Research training programs, and similar things
(You said “Besides offering similar internships”. But I’m pretty excited about other orgs running similar internships, and/or running programs that are vaguely similar and address basically the same issues but aren’t “internships”. So I’ll say a bit about that cluster of stuff, with apologies for sort-of ignoring instructions!)
David wrote:
I second all of that, except swapping GPI’s Early Conference Career Programme (which I haven’t taken part in) for the Center on Long-Term Risk’s Summer Research Fellowship. I did that fellowship with CLR from mid August to mid November, found it very enjoyable and useful.
I recently made a tag for posts relevant to what I called “research training programs”. By this I mean things like FHI and CLR’s Summer Research Fellowships, Rethink Priorities’ planned internship program, CEA’s former Summer Research Fellowship, probably GPI’s Early Career Conference Programme, probably FHI’s Research Scholars Program, maybe the Open Phil AI Fellowship, and maybe ALLFED’s volunteer program. Readers interested in such programs might want to have a look at the posts with that tag.

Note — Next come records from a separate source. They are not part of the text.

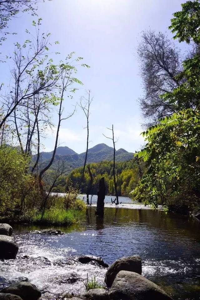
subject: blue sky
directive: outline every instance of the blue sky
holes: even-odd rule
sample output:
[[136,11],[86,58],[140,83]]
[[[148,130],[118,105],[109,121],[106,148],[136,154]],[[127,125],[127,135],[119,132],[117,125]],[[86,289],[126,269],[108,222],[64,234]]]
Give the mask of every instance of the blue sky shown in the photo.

I think that these programs might be one of the best ways to address some of the main bottlenecks in EA or at least in longtermism (I’ve thought less about areas of EA other than longtermism). What I mean is related to the claim that EA being vetting-constrained, and to Ben Todd’s claim that some of EA’s main bottlenecks at the moment are “organizational capacity, infrastructure, and management to help train people up”. There was also some related discussion here (though it’s harder to say whether that overall supported the claims I’m gesturing at).
So I’m really glad a few more such programs have recently popped up in longtermism. And I’m really excited about Rethink’s internship program (which I wasn’t involved in the planning of, and didn’t know about when I accepted the role at Rethink). And I’d be keen to see more such programs emerge over time. I think they could take a wide variety of forms, including but not limited to internships.
And I’d strongly recommend aspiring or early-career researchers consider applying to such programs. See also Jsevillamol’s post My experience on a summer research programme.
(As always, these are just my personal views, not necessarily the views of other people at Rethink.)